I love shad roe.
It's a very seasonal thing, appearing briefly when the shadbush and forsythia are in bloom, and, in these parts, around Opening Day. Spring is here, with tempestuous weather turning mild and brown fields turning green, fresh asparagus and pea greens and sun-kissed strawberries are not far behind.
Shad roe is not pretty. It looks like a pair of lungs. You can find lots of details with a quick web search; the important thing to know is that is is very seasonal, very regional, and usually very hard to find without a reliable fishmonger.
It is also very delicate; a slip of the knife can spill the precious eggs and make it much more difficult to prepare and serve.
We found some, in one market by luck and in another by special order. We served it with another delicacy in our Shad Roe and Halibut Cheeks dinner.
I suppose there are some clever chefs who could find some way to present it attractively, but my advice is to concentrate your efforts on the preparation and let the presentation follow as needed.

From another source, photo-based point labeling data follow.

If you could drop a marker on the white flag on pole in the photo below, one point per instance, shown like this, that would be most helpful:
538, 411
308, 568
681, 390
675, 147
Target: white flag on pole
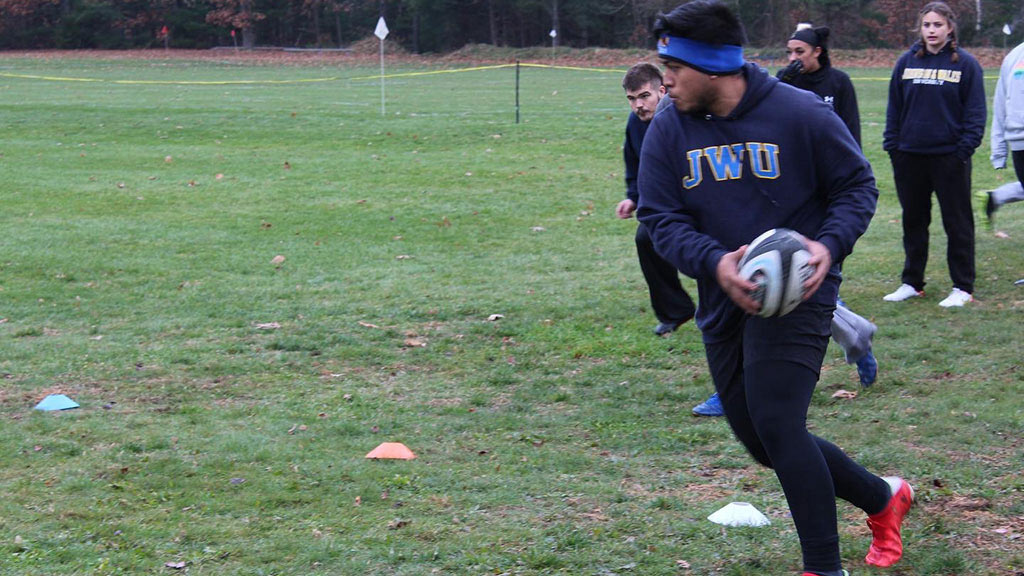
382, 30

I always use the butter-poaching method in Jasper White's Cooking from New England. There may be a better recipe, but I do not expect to find it on this side of the Pearly Gates. If you should find yourself burdened by a surfeit of shad roe, you might try experimenting with different preparations, including poaching in water or stock and pan-frying. Better yet, if you have a surplus of shad roe, just call me. Please.